Camels and Riders On a Beach at Sunset

Gouache on paper, 11.5 x 13.5 in (15.8 x 29.8 cms); Signed "A Schreyer", lower right

(In a fantastical 19th-century gilded frame)


   
Provenance:
Private Collection, St. Catharines, Ontario

Museums and Collections:
The Metropolitan Museum of Art, New York; The Fine Arts Museums of San Francisco; The Corcoran Gallery of Art, Washington, D.C.; The Philadelphia Museum of Art; The Toledo Museum of Art, Toledo, Ohio; The William Rockhill Nelson Gallery of Art, Kansas City; countless other museums and private collections throughout Europe and the United States.

Best known as a Romantic painter of exotic scenes and battles, Schreyer is also considered by many German art historians as an important forerunner of Realism and Impressionism in that country. Born in Frankfurt, Schreyer first studied at the Städel Institute there. His teacher was Jakob Becker (1810 -1872), himself a noted painter of landscapes and genre works who had trained in Düsseldorf. It was probably at Becker's urging that Schreyer soon moved to the more progressive academy in Düsseldorf, which at that time attracted artists from all over Europe and the United States. After a period of study at the Academy, Schreyer began his Wanderjahre, which took him throughout Europe during the political ferment of the late 1840s and early 1850s.

By 1854, Schreyer was in the Crimean Peninsula, observing and illustrating scenes of the war that had broken out there between Russia and a coalition consisting of Great Britain, France, and Turkey. At the conclusion of the war, immortalized in Tennyson's poem "The Charge of the Light Brigade," the artist visited Syria and North Africa where he found the exotic subject matter that became central to many of his later paintings. Settling in Paris in 1862, the artist very soon developed his mature style, reflecting the dominance of such French artists as Eugene Delacroix (1798-1863) and Eugene Fromentin (1820-1876).
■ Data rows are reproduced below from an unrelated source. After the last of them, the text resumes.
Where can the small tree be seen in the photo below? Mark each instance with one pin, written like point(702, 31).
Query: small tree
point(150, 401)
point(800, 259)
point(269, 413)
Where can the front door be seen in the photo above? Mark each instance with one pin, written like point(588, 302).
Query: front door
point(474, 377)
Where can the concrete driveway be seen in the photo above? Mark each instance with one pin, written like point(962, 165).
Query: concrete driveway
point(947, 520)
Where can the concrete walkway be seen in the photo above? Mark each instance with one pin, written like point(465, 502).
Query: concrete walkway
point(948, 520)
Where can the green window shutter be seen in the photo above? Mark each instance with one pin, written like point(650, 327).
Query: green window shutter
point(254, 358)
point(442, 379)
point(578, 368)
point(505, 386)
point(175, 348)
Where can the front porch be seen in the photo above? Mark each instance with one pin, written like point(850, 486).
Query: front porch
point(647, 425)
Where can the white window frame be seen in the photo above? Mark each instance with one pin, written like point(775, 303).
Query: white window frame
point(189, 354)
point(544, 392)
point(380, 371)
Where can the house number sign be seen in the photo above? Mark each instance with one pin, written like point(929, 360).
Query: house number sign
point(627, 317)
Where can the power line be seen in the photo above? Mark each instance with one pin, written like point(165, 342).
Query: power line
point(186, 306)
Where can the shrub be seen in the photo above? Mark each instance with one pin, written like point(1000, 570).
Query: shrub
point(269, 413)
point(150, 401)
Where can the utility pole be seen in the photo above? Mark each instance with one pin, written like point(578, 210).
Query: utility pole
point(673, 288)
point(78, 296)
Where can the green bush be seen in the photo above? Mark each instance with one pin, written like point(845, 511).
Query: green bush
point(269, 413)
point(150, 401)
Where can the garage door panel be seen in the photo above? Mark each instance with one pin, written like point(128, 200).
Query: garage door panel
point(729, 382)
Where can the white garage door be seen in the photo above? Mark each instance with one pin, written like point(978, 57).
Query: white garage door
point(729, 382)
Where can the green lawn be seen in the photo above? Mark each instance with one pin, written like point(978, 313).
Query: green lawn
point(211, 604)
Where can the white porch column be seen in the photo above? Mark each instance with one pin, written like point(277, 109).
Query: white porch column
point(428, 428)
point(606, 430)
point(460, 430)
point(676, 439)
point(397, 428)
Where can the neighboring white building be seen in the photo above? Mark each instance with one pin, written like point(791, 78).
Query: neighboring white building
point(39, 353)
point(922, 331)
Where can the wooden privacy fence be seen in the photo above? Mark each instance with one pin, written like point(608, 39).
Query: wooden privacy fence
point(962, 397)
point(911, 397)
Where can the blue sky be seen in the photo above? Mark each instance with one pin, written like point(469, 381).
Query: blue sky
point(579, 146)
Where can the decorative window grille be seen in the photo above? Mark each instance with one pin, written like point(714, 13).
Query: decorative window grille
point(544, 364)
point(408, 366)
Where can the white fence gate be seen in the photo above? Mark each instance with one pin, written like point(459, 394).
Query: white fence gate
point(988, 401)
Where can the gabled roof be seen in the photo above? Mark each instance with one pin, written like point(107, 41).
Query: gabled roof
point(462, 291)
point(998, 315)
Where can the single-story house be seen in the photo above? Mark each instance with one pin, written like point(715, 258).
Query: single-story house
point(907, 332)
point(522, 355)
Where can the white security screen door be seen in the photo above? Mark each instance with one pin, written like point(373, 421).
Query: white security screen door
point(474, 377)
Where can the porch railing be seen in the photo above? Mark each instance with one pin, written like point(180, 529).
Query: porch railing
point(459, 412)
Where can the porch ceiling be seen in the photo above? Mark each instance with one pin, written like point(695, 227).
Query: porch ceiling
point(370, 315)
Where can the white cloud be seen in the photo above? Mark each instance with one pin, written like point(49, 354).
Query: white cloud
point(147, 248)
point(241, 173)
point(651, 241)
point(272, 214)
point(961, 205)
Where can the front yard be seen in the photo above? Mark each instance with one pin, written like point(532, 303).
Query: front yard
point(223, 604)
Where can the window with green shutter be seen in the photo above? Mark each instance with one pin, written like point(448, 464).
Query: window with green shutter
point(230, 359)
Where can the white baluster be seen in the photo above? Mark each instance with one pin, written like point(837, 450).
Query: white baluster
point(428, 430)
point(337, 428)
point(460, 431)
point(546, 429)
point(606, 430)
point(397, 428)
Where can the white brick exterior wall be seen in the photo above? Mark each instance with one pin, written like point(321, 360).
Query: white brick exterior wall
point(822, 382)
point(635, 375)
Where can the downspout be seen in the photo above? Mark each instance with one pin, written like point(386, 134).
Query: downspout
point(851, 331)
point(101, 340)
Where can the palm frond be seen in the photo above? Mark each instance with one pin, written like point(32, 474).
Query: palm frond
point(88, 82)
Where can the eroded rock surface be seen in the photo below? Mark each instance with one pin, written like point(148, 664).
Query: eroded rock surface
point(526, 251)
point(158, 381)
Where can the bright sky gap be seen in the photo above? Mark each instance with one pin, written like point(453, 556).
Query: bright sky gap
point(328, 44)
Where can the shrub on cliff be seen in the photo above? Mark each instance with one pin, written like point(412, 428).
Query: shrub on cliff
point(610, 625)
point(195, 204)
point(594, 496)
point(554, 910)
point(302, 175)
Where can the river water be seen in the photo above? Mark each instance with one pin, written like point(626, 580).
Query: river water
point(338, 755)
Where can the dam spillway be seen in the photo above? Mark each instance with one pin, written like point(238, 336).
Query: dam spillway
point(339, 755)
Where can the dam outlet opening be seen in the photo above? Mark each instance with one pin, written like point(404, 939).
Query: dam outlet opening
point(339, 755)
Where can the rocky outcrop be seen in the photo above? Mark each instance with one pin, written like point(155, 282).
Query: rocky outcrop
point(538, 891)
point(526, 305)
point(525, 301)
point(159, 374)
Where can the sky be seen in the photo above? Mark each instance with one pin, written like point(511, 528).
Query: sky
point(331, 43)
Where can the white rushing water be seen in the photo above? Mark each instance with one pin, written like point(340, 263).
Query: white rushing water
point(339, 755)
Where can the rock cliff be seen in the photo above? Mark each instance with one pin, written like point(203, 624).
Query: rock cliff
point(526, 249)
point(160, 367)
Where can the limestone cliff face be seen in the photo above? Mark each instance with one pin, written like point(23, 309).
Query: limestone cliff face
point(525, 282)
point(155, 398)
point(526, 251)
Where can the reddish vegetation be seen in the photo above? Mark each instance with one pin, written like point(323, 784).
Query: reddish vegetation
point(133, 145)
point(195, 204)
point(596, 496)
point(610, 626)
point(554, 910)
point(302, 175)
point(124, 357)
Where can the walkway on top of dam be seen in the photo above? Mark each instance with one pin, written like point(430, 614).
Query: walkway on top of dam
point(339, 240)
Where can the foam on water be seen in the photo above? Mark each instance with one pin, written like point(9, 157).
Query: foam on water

Schreyer left Paris in 1870 due to the outbreak of the Franco-Prussian War, and returned to Germany where he settled in Cronberg, a summer resort and artists' colony in the Taunus Mountains outside Frankfurt, actively painting until his death in 1899. The artist was widely recognized and honored during his lifetime, being awarded medals for his paintings at Paris in 1864, 1865 and 1867, and at Munich in 1876.